Grant, who said he has run a 4.29 40 at Auburn, was on the field early. He ran for 15 yards on a sweep on Auburn's second play from scrimmage and raced 75 yards for a touchdown on his third carry midway through the second quarter.
"That was the most unbelievably fast thing I've ever seen," Tigers tight end C.J. Uzomah said. "He hit the corner and I was like, 'I don't know what even happened.' I thought somebody had an angle but you don't have an angle on him. You can't ever have an angle on him. He performed unbelievably."
Then Grant's teammates, who knew how long he'd been waiting, swarmed him in celebration.

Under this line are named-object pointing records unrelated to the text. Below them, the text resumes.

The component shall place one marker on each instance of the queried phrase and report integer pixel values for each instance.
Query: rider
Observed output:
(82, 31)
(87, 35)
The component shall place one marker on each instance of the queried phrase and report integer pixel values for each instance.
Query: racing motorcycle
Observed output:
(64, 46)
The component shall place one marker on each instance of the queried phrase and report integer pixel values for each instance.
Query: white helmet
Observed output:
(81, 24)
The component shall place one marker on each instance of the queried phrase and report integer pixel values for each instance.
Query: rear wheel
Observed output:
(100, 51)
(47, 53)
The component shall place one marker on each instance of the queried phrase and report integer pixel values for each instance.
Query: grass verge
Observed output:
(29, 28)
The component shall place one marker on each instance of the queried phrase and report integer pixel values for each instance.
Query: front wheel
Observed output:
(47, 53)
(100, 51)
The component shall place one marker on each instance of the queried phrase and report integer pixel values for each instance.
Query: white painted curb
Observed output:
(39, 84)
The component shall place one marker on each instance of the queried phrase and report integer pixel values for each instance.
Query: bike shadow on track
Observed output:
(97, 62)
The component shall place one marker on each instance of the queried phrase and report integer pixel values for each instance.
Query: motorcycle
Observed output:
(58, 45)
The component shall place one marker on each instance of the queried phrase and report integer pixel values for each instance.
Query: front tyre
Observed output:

"You could see it on his face after he scored, 'Finally. This is what I've been waiting for,'" Uzomah said. "We're all very excited for him."
Grant was awarded a scholarship before last season.

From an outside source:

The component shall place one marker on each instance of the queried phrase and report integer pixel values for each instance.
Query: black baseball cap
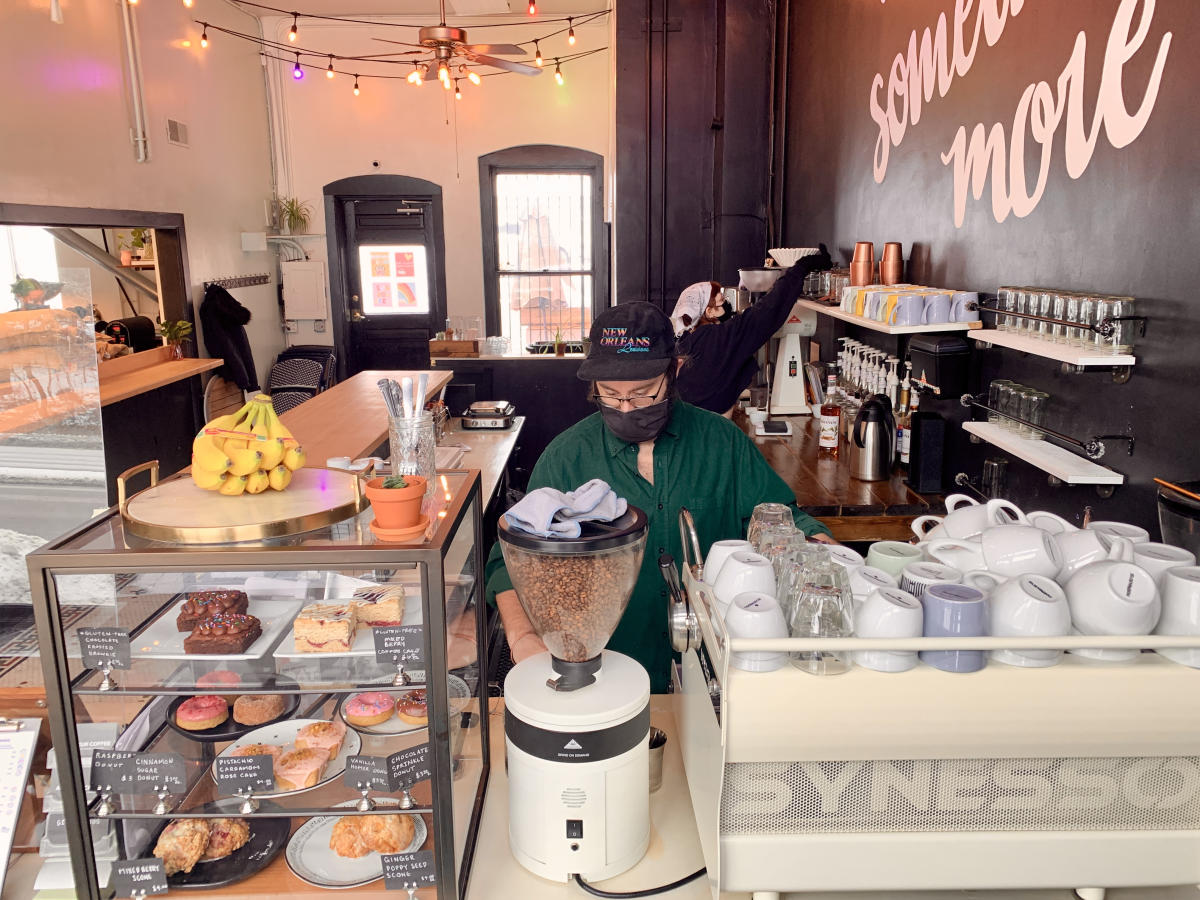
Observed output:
(630, 342)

It remains to be seen how the touches will be divvied up among the three tailbacks this season, but the backfield's not as crowded as the one he joined in Tuscaloosa out of Opelika High School.
"It was a tough decision," Grant said. "I loved coach Malzahn and his offense. After talking to coach (Nick) Saban and how they wanted to utilize me and trying to get away from home. Every student at my high school was like, I want to get away from home. So I did that. Then I realized that it really wasn't for me. Coming back here, I feel like I made the right choice."